Specifications are not static. As we and our partners develop better analytical methods or discover new polymorphs, we revise our control strategies. With this compound, much discussion has centered around reducing trace levels of certain oxidized byproducts and tightening water content. Our everyday work environment encourages scientists and operators alike to raise questions when trends in analytical data appear or if feedback from shipping inspections highlights an opportunity for improvement. Open communication means issues are resolved before they affect customer processes, not after.
Over years spent producing and refining 2-[(S)-(4-Chlorophenyl)(4-piperidinyloxy)methyl]pyridine(2R,3R)-2,3-dihydroxybutanedioate, the learning process remains ongoing. From scaling up glassware trials to commissioning full-scale reactors, each stage produced unexpected findings—be it a need to adjust stir speeds to prevent micro-precipitation, or a previously unnoticed effect of trace metals from upstream catalyst use. We confront these issues directly, using internal and customer data alike. In one case, a surprisingly stubborn out-of-spec result traced back to minor wear in a transfer line, which we then replaced with inert-coated piping.
These hard-won lessons guide the continuing evolution of our process. Younger chemists learn not just from textbooks, but by walking the production floor, reviewing batch records, and troubleshooting equipment. Seasoned staff pass down both anecdotes and practical rules, helping new team members recognize signs of batch drift or unexpected variability. The process as a whole moves from theory to practice through shared experience and a drive for continuous improvement.
Serving as the manufacturer, we are responsible not just for the physical transfer of a product, but for supporting customer requirements from query to delivery and beyond. We develop guidance for users, assist with regulatory documentation, and offer insight into best handling practices. During process changes—whether customer-initiated or driven by internal improvement—we support data generation and provide comparative samples. In today’s regulated and competitive markets, partnerships built on transparency create mutual benefit and allow for faster problem solving if the unexpected occurs during downstream development.

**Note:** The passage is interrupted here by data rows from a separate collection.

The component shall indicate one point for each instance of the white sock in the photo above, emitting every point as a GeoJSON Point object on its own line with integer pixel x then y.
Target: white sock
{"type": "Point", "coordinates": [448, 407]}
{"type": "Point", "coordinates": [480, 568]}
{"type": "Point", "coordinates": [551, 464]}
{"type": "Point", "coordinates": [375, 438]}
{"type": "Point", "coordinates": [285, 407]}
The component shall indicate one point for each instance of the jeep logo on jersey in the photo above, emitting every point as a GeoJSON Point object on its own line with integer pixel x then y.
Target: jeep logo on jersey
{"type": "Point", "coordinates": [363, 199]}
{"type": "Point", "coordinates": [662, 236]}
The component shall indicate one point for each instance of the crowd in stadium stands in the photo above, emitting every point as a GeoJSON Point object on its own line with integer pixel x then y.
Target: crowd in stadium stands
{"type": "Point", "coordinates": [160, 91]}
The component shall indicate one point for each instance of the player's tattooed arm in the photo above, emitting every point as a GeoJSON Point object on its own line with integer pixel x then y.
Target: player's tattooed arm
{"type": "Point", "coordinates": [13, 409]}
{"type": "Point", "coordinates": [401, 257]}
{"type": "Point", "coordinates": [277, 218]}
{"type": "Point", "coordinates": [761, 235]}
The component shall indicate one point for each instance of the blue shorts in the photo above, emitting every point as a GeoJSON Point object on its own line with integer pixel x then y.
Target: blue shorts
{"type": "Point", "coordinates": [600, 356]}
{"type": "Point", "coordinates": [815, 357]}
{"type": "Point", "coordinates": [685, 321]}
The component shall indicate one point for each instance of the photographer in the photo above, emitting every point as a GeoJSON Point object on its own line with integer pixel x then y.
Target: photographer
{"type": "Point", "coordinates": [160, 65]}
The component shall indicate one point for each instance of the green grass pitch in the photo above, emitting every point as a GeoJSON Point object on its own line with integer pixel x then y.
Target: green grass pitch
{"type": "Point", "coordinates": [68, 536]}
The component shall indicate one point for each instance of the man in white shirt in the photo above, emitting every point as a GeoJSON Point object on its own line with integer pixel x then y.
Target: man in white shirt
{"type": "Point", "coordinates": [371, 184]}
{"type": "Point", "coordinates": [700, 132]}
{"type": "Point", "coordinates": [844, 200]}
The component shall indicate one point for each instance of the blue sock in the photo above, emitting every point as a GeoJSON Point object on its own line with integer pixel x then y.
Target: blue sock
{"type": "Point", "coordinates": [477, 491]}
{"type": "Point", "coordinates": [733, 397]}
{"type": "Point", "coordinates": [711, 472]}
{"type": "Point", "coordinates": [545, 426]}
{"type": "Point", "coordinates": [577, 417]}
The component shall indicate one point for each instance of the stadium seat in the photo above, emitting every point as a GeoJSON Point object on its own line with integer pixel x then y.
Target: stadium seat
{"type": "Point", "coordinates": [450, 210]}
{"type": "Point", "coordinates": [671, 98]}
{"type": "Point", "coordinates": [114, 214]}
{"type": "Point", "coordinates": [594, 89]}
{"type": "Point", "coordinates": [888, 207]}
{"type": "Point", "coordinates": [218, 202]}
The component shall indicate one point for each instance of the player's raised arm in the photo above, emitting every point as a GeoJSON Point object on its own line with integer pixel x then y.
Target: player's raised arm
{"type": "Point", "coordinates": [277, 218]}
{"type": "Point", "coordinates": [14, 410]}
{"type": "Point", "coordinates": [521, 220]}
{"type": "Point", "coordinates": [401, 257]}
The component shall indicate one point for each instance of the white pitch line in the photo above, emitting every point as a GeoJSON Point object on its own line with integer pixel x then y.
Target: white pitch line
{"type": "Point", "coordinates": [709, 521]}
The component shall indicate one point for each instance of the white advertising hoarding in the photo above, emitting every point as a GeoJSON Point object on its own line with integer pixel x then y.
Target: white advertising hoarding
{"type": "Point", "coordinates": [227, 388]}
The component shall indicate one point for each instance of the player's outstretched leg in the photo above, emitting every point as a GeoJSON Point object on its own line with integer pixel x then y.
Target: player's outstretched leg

The next years promise continued evolution for this and related pharmaceutical intermediates. Demand for advanced chiral compounds is likely to grow, tied both to new small molecule medicines and the maturation of biologically active chemical fragments. We expect technical standards and regulatory scrutiny to rise, calling for yet more robust traceability and impurity control. We plan to meet these demands by expanding on-site analytical capabilities, cross-training process engineers, and maintaining an open, solutions-oriented approach to custom requests.
By listening to the needs of translational scientists and QA teams, our processes will advance alongside those of the companies relying on high-purity, traceable intermediates. Innovation will not come solely from within our own walls—rather, it will draw from honest dialogue and the sharing of both success and setbacks. Our history manufacturing 2-[(S)-(4-Chlorophenyl)(4-piperidinyloxy)methyl]pyridine(2R,3R)-2,3-dihydroxybutanedioate stands as proof: working directly with users yields the best results for all involved, advancing new science while guarding the integrity of today’s supply chain.